N: Can you appreciate how offensive it is for a young woman who actually has felt Plato, who has read Book V1 of the Republic and is strirred by the Divided Line and inspired to objective contemplation? She would be rejected by modern Woman’s philosophy.
H: No I can't appreciate it. I have no idea what Book V1 of the Republic is about and I very much doubt if a significant number of young women have any idea either.
N: You are probably right but what of this minority who strive to be complete women and not just fashionable twerking machines serving the state through their buying habits and arguing about gender rights. I support this minority.

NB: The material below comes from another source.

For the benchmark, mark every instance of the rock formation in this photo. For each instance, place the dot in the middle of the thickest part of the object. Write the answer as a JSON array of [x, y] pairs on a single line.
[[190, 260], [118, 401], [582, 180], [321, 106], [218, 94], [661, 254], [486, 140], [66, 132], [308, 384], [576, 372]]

N: Suppose one young female student on this site reads one of my Simone Quotes and reads up on her out of curiosity. She may realize that there is more to a woman’s philosophic potential than arguing about gender rights. I would call that a good thing.
H: Did Simone not believe in gender rights?
N: As a social activist Simone supported the balance between obligations and rights.
As a Christian mystic she was aware of human obligations that transcended arguing rights
“One cannot imagine St. Francis of Assisi talking about rights.” ~ Simone Weil
N: Can we respect the questions of the heart or are we doomed to just the perpetual argument about questions of the mind
H: I don't know but I don't think people are any different to how they've always been. You seem to be saying we've lost something but the fact that Plato said what he did all that time ago suggests it has always been this way.
N: Consider societal values and how they have changed. For example:
"The depravity of man is at once the most empirically verifiable reality but at the same time the most intellectually resisted fact." Malcolm Muggeridge
"The orgasm has replaced the Cross as the focus of longing and the image of fulfillment."
― Malcolm Muggeridge
Is this really progress or has the collective lost something? Is the denial of reality and glorification of the animal really a sign of human progress?
The philosopher Immanuel Kant wrote that all our questions of human reason and speculation combine into three questions: "What can I know? What ought I to do? What may I hope?" (Critique of Pure Reason, 1787)
When critical thought cannot answer these questions and when they become Too intense, they become questions of the heart inviting a quality of contemplation which bypasses binary logic.